Predicting Human Microrna Precursors Based on an Optimized Feature Subset Generated by GA-SVM.
Yanqiu Wang,Xiaowen Chen,Wei Jiang,Li,Wei Li,Lei Yang,Mingzhi Liao,Baofeng Lian,Yingli Lv,Shiyuan Wang,Shuyuan Wang,Xia Li
DOI: https://doi.org/10.1016/j.ygeno.2011.04.011
IF: 4.31
2011-01-01
Genomics
Abstract:MicroRNAs (miRNAs) are non-coding RNAs that play important roles in post-transcriptional regulation. Identification of miRNAs is crucial to understanding their biological mechanism. Recently, machine-learning approaches have been employed to predict miRNA precursors (pre-miRNAs). However, features used are divergent and consequently induce different performance. Thus, feature selection is critical for pre-miRNA prediction. We generated an optimized feature subset including 13 features using a hybrid of genetic algorithm and support vector machine (GA–SVM). Based on SVM, the classification performance of the optimized feature subset is much higher than that of the two feature sets used in microPred and miPred by five-fold cross-validation.

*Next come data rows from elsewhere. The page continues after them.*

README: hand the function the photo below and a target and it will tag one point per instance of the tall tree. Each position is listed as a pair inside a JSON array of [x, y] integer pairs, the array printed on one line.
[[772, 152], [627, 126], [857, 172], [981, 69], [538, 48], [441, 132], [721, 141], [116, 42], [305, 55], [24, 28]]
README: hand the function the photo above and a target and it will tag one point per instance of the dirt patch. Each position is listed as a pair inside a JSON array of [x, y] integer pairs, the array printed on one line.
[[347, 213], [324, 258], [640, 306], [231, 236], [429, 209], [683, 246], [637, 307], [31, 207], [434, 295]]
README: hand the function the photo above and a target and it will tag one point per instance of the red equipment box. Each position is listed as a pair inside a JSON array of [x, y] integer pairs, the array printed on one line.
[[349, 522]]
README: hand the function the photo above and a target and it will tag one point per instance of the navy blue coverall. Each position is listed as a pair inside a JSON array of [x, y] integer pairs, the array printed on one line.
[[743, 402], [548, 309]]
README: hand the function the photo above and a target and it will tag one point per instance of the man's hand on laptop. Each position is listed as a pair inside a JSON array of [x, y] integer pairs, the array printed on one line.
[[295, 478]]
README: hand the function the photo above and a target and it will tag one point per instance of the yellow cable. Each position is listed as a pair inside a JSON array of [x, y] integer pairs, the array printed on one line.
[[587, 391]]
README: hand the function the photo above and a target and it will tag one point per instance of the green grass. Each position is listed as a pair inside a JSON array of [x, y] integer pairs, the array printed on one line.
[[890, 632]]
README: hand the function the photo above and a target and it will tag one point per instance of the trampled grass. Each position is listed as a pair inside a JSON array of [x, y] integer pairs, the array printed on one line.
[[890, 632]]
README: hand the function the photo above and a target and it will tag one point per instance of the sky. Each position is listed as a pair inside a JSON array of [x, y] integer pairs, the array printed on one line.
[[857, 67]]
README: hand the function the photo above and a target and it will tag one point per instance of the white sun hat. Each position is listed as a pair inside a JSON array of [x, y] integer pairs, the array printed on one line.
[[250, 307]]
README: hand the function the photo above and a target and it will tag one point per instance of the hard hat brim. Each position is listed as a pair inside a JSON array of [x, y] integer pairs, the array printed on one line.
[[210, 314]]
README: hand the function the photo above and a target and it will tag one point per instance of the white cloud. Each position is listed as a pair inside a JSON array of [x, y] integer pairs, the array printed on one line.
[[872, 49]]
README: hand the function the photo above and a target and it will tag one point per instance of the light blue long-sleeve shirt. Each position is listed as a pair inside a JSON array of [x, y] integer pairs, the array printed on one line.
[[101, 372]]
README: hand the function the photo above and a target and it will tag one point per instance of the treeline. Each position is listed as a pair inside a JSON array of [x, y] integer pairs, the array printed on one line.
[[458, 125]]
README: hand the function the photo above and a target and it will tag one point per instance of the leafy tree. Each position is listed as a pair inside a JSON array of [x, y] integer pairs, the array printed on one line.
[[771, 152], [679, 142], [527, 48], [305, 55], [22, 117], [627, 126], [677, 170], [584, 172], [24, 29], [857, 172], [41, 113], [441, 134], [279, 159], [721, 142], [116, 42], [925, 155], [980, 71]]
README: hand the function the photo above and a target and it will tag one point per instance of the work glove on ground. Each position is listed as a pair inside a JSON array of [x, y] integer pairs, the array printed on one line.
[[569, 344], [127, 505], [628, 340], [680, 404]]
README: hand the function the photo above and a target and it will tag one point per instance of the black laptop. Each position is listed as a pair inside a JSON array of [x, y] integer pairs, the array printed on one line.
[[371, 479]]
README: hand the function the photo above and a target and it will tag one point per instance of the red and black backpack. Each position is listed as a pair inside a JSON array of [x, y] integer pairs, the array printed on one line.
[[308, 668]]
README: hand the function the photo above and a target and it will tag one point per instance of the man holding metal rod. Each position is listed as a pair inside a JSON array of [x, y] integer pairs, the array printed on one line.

Finally, we constructed the classifier miR-SF to predict the most recently identified human pre-miRNAs in miRBase (version 16). Compared with microPred and miPred, miR-SF achieved much higher classification performance. Accuracies were 93.97%, 86.21% and 64.66% for miR-SF, microPred and miPred, respectively. Thus, miR-SF is effective for identifying pre-miRNAs.